Results from the ablation study provide insights into the contributions of each major component of the hybrid system. Several important conclusions can be drawn from this analysis:
- 1.
Evolutionary Feature Selection (EFS):
Removing the EFS component decreased accuracy from 99.995% to 99.495%, a difference of 0.5% (95% CI: 0.3–0.7%, based on repeated trials). Furthermore, the False Positive Rate (FPR) increased from 0.00001% to 0.00004% or 3 times. Therefore, it seems as if EFS is important in fine-tuning the set of features such that the model can focus on the most relevant characteristics of the data. EFS improves system accuracy and reduces FPR, which also contributes significantly to distinguishing the CAN bus traffic from normal to anomalous behavior.
- 2.
Stacking Ensemble:
Among those four possible ensembles, the most pronounced effect was on the system’s performance without the Stacking Ensemble. accuracy dropped from 99.995% to 99.90%. More notably, the detection rate decreased from 99.99% to 98.79%, a difference of 1.2% (95% CI: 0.9–1.5%, based on repeated trials). This substantial drop in detection rate underlines the need for the Stacking Ensemble to detect complex patterns that might be buried in a single model. However, this ensemble seems to be critically reliant on its ability to combine the strengths of multiple models to obtain high detection rates over different types of attacks.
- 3.
Dynamic Model Selection (DMS):
While the accuracy and detection rate were only marginally affected by the removal of DMS (decreases of 0.005% and 0.01%, respectively), the average processing time increased significantly from 0.5 ms to 0.7 ms, a 40% increase (95% CI: 35–45%, based on repeated trials). This result reveals the potential impact of DMS in achieving the best real-time performance for the system. DMS dynamically chooses which model will provide the best trade-off between computation overhead and accuracy based on the current computational load and threat landscape to ensure the system retains its accuracy at low computational overhead. This is especially important within the highly constrained resource environment of automotive systems. The ablation study reveals that each component of the hybrid system contributes uniquely to the overall performance: Optimizing the feature set makes EFS more accurate and decreases false positives. Compared to the Stacking Ensemble, the detection rate is significantly improved, possibly due to the complementary strengths that different models demonstrated. In automotive environments, DMS keeps the system running in real time. The findings demonstrate the superiority of a hybrid approach that combines multiple advanced techniques over simpler models for intrusion detection in automotive networks. These components work together in a synergistic fashion and produce a very accurate system, which is also very efficient and flexible for the dynamic cyber threats in connected vehicles.

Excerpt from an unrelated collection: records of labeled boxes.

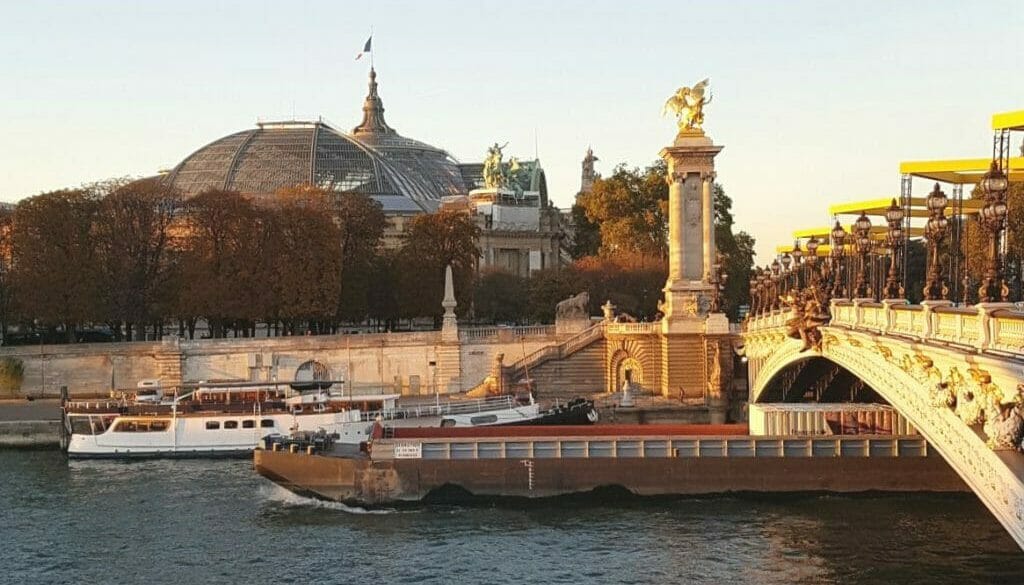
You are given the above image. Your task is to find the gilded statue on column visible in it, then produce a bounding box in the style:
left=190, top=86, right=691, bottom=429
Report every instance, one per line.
left=662, top=79, right=712, bottom=133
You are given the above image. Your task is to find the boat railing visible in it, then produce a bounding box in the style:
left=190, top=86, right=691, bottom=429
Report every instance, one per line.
left=360, top=395, right=516, bottom=422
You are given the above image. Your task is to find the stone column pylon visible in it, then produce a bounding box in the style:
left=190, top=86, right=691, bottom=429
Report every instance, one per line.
left=660, top=130, right=722, bottom=333
left=700, top=172, right=716, bottom=282
left=660, top=130, right=729, bottom=400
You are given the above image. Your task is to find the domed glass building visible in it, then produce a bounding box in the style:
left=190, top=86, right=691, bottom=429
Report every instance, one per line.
left=163, top=69, right=567, bottom=276
left=165, top=70, right=479, bottom=211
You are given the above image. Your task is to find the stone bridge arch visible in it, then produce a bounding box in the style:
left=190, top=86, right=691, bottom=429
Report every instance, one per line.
left=744, top=327, right=1024, bottom=547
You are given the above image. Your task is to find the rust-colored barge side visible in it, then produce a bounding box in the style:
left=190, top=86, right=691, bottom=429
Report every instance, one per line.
left=255, top=425, right=967, bottom=505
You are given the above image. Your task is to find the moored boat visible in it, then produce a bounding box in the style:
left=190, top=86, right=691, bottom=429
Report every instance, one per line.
left=63, top=381, right=541, bottom=458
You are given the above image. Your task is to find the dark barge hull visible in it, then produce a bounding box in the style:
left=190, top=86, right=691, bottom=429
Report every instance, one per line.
left=254, top=424, right=968, bottom=506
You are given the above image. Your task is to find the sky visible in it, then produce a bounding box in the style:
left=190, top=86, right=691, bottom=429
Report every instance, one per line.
left=0, top=0, right=1024, bottom=264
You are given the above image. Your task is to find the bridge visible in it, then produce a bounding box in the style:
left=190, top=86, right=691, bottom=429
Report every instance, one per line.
left=743, top=299, right=1024, bottom=548
left=742, top=111, right=1024, bottom=548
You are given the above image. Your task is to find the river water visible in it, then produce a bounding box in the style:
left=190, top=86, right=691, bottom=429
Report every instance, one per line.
left=0, top=451, right=1024, bottom=585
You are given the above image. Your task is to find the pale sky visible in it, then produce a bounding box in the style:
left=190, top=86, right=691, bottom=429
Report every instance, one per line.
left=0, top=0, right=1024, bottom=264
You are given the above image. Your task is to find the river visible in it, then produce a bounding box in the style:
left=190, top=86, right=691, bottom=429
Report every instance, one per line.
left=0, top=451, right=1024, bottom=585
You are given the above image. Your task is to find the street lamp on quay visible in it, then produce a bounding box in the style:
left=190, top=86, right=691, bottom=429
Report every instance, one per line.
left=978, top=161, right=1010, bottom=302
left=853, top=211, right=871, bottom=298
left=884, top=198, right=904, bottom=299
left=828, top=219, right=846, bottom=298
left=925, top=183, right=949, bottom=300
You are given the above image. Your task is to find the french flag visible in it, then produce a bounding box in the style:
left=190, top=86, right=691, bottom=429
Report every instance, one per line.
left=355, top=35, right=374, bottom=60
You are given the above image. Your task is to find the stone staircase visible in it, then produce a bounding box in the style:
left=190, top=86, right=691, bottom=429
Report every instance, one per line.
left=504, top=324, right=605, bottom=399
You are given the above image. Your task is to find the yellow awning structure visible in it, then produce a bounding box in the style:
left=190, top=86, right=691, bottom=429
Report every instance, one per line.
left=827, top=194, right=985, bottom=218
left=899, top=156, right=1024, bottom=184
left=992, top=110, right=1024, bottom=130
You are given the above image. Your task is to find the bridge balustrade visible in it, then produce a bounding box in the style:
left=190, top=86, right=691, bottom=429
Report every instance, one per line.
left=745, top=299, right=1024, bottom=353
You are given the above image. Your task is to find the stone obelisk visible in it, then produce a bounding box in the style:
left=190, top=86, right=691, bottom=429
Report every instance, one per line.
left=659, top=80, right=729, bottom=399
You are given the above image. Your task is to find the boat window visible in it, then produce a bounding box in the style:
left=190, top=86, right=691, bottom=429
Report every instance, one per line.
left=114, top=419, right=170, bottom=432
left=69, top=416, right=92, bottom=434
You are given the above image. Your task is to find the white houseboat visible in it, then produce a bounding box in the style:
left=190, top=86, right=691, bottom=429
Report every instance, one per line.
left=63, top=381, right=541, bottom=458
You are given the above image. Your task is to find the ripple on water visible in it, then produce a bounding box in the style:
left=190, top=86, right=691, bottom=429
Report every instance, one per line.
left=0, top=452, right=1024, bottom=585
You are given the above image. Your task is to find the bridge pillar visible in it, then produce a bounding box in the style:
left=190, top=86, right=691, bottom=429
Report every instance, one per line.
left=659, top=129, right=729, bottom=399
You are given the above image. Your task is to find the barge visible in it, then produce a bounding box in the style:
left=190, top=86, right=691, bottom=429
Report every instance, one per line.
left=254, top=425, right=968, bottom=506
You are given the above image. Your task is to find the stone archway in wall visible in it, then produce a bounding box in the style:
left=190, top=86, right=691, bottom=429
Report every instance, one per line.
left=292, top=360, right=331, bottom=390
left=615, top=357, right=645, bottom=392
left=604, top=337, right=659, bottom=393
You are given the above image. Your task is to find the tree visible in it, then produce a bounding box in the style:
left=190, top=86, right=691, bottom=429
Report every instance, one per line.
left=0, top=207, right=14, bottom=343
left=713, top=183, right=755, bottom=321
left=334, top=193, right=387, bottom=321
left=93, top=179, right=181, bottom=340
left=397, top=210, right=480, bottom=325
left=11, top=190, right=98, bottom=342
left=260, top=191, right=342, bottom=334
left=473, top=270, right=527, bottom=323
left=577, top=161, right=669, bottom=257
left=179, top=191, right=266, bottom=337
left=526, top=266, right=587, bottom=323
left=569, top=202, right=601, bottom=260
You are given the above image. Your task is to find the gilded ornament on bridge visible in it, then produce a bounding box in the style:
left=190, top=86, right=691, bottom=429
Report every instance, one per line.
left=662, top=79, right=712, bottom=134
left=780, top=287, right=828, bottom=353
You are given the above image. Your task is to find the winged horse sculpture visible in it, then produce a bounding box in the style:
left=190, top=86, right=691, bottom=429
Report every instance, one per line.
left=662, top=79, right=712, bottom=132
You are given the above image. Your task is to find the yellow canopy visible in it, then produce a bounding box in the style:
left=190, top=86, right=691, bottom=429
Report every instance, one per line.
left=827, top=197, right=985, bottom=217
left=992, top=110, right=1024, bottom=130
left=899, top=156, right=1024, bottom=184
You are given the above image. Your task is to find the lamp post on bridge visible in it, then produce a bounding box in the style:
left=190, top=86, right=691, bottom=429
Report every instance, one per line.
left=978, top=161, right=1010, bottom=302
left=760, top=264, right=771, bottom=315
left=807, top=236, right=820, bottom=286
left=925, top=183, right=949, bottom=300
left=781, top=252, right=793, bottom=295
left=770, top=258, right=782, bottom=310
left=853, top=211, right=871, bottom=298
left=791, top=240, right=804, bottom=290
left=828, top=219, right=846, bottom=298
left=883, top=198, right=904, bottom=299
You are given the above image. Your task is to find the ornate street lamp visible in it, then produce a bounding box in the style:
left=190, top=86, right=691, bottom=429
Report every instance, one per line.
left=885, top=198, right=904, bottom=298
left=771, top=258, right=782, bottom=310
left=853, top=211, right=871, bottom=298
left=978, top=161, right=1010, bottom=302
left=925, top=183, right=949, bottom=300
left=711, top=254, right=729, bottom=312
left=828, top=219, right=846, bottom=298
left=807, top=236, right=819, bottom=286
left=790, top=240, right=804, bottom=290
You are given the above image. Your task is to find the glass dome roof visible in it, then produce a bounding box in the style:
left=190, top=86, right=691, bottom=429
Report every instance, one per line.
left=166, top=70, right=468, bottom=207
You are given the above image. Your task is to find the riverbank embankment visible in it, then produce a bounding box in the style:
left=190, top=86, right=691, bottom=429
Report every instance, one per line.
left=0, top=400, right=60, bottom=449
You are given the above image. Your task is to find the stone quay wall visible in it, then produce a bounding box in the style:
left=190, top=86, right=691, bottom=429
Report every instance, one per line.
left=0, top=328, right=561, bottom=398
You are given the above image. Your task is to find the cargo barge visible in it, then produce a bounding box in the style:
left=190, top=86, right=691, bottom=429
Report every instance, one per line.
left=254, top=425, right=968, bottom=506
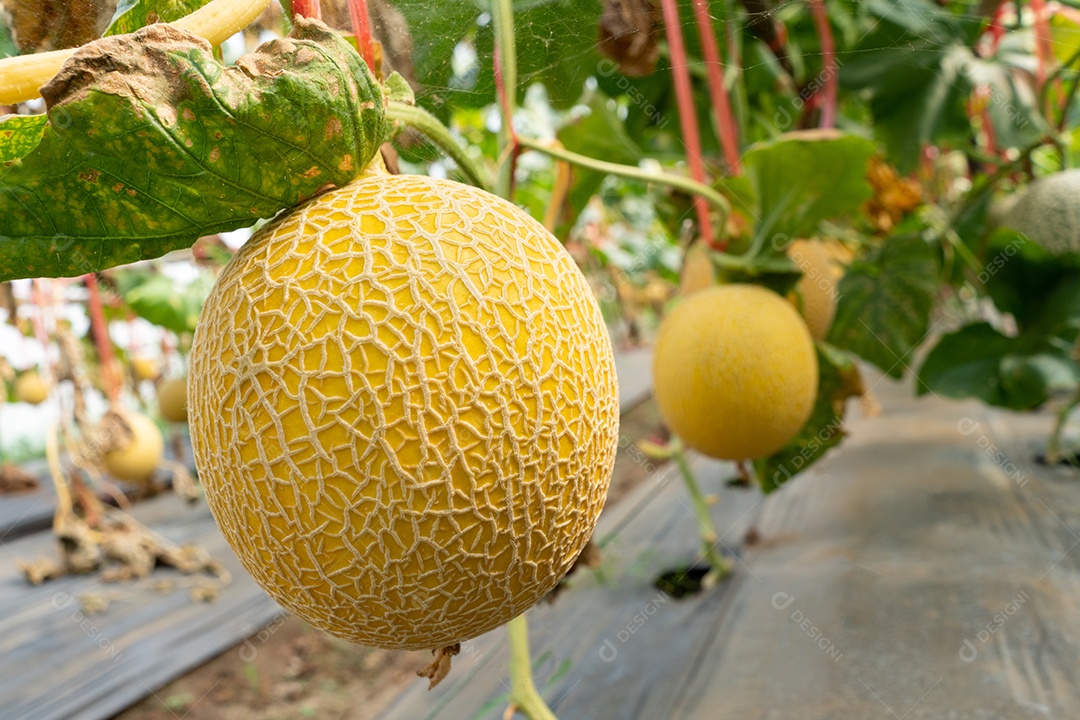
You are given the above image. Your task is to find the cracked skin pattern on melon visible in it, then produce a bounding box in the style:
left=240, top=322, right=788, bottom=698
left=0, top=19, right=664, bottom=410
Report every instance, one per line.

More importantly, these results provide insights into potential areas for optimization in the future. For example, DMS greatly accelerates processing times, but improving the decision-making algorithm in DMS could potentially increase accuracy and detection rates. Just as with detection rates, the significant effects of the Stacking Ensemble suggest the potential for more advanced ensemble methods or optimizing the ensemble of base models, could still be even better.
5. Conclusions and Future Work
Building on this, Critical CAV cybersecurity challenges are identified, and a novel hybrid intrusion detection technique for in-vehicle networks is proposed. Significant contributions are made to the field of automotive cybersecurity, particularly through the development of a hybrid adaptive system capable of detecting multiple types of cyber-attacks on the CAN bus network with an unprecedented accuracy of 99.995%. Combined with a false positive rate of 0.00001%, this level of accuracy is an order of magnitude better than existing state-of-the-art methods and addresses one of the most basic defects in the automotive cybersecurity field—false alarms, which may quickly lead to unnecessary and potentially dangerous interventions. Resilience against evolving cyber threats is demonstrated by the proposed system’s rapid adaptability to new attack patterns, with an average adaptation time of 2.3 s. Although the fully developed architecture of the hybrid system exhibited sophisticated behavior, high computational efficiency was maintained, with CAN messages processed in an average of 0.5 milliseconds. The system also showed high robustness with respect to different kinds of attacks: DoS, fuzzy and spoofing, with detection rates consistently above 99.98%, and a 99.980% detection rate for novel attack variants.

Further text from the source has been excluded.